Business-Minded Legal Solutions

Non-competes & clickwrap: Will they survive a legal challenge?

Clickwrap agreements result when a user clicks a button or checks a box to confirm that he or she accepts the agreed upon terms. Businesses often use these contracts for those who are setting up an email account, using an online banking system or purchasing a product through the Internet.

Like all things in the legal world, this area of business law has evolved. Employers are now using clickwrap agreements to help manage employment contracts. Disputes have resulted, including a recent disagreement about the power of a restrictive covenant.

Is a clickwrap restrictive covenant enforceable? In ADP, LLC v. Lynch, an employee argued his employer wrongfully included a non-compete agreement within a stock award plan clickwrap agreement.
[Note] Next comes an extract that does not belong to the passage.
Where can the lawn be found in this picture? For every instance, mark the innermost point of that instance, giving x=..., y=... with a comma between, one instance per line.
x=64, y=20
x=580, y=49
The employee argued the employer had not provided adequate notice of the existence of the restrictive covenant and that, as a result, the restrictive covenant should not be enforceable.

The appeals and trial courts upheld the employer’s use of clickwrap to provide a restrictive covenant. The courts stated the requirement to check a box acknowledging the documents were read and the need to enter a password to formally accept the agreement were sufficient.

What can employers and employees learn from this case? First, it is important to note that this is not the only case that resulted in a court upholding the use of a clickwrap agreement to hold an employee bound by a non-compete agreement. Many courts that have taken on comparable legal disputes have reached similar holdings.

Employers that wish to use clickwrap for restrictive covenants are wise to include certain acceptance processes, like a clear notice, reasonable time to respond and the active need to click a box that states the employee has read the specific document. If an employer follows this protocol, under current law it appears the agreement may be enforceable if it is also reasonable and does not otherwise violate the law.

Employees should take this as a reminder to carefully read any document that requires an official acknowledgement.